Over the years, the cleanup fund has frequently been the target of defrauders, Carrigan said. As such, the water board launched the Fraud, Waste and Abuse Prevention Unit in 2010.
The Hanover case was brought to the water board’s attention by regional water board staff, Carrigan said. The fraud unit subsequently launched an investigation, detailing its findings in an 18-page complaint dated May 29 and signed by State Attorney General Kamala D. Harris.
“Substandard work is a pattern and practice … that is pervasive throughout the sites on which [Hanover has] worked,” the complaint reads, citing work done in 2010 for Oroville-based Vanella Oil Inc., as an example. On the Vanella site, the complaint maintains, wells were not properly abandoned and the site had to be revisited. The water board said it would be unreasonable for Hanover to be reimbursed for the additional work.
Further, the complaint listed multiple instances in which Hanover “invoiced the cleanup fund and received reimbursements for work that was not justified by the environmental benefit it provided.” The complaint also claims Hanover has a pattern of “providing field notes and chain of custody documentation that is incomplete, misleading, inconsistent, falsified, or forged.”
Carrigan said that some of the paperwork discrepancies “can be characterized as negligence, but there’s also intentional misconduct here.”
On top of such allegations, the water board maintains that Hanover’s officers have never held professional geologist licenses. “It’s very objective—we looked at the state licensing board list, and they’re not on it,” he said. “You can also find out if a party has been licensed and hasn’t kept it current, but these parties have never been licensed.

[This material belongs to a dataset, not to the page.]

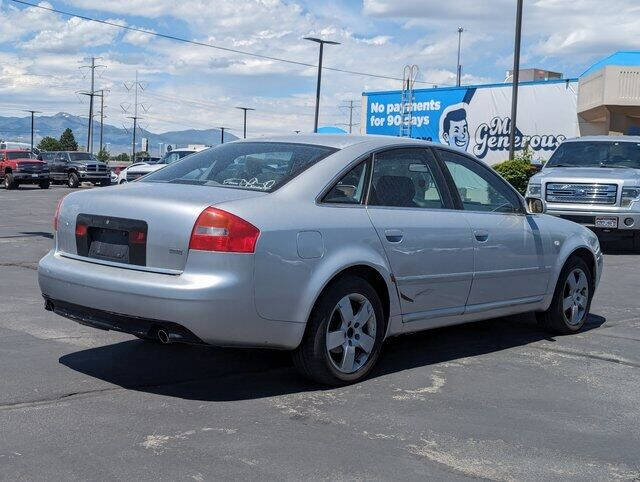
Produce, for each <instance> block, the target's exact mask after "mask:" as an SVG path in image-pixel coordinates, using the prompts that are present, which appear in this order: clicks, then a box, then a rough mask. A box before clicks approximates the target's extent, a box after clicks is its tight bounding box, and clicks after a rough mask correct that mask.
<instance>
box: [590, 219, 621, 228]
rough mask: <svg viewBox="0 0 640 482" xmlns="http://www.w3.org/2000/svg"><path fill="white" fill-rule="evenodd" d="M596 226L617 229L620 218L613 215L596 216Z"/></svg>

This is not a case of [a license] expiring.”
Proper licensing is important because substandard geological work can cause great environmental harm, Carrigan explained.
“If a pool from a leaky tank is not properly contained because the hydrogeology of the site is not well understood,” he said, “that can end up causing contamination in groundwater, or surface water if it’s in the proximity of a stream or creek bed.”
Meanwhile, William Bono said he believes his company will be exonerated of all charges. He explained that Hanover has never directly received money through the cleanup fund, fraudulently or otherwise.
“The fund has never paid me a dime,” he said. “It pays my clients, and they pay me. They’re alleging that we over-billed them and did unnecessary work, but all the work we did was directed by the state water board. They’re very specific about the work they want done and how they want it done. Now, they’re alleging we defrauded them, and I don’t understand how they can say that.
“We’re very confident that our accounting is absolutely accurate.”
As for the licensing issue, Bono said that a “professional geologist has been senior vice president of this corporation since at least 2004.”
The state water board is currently waiting for Hanover to officially respond to the allegations, Carrigan said. From that point, the two parties may meet for settlement discussions.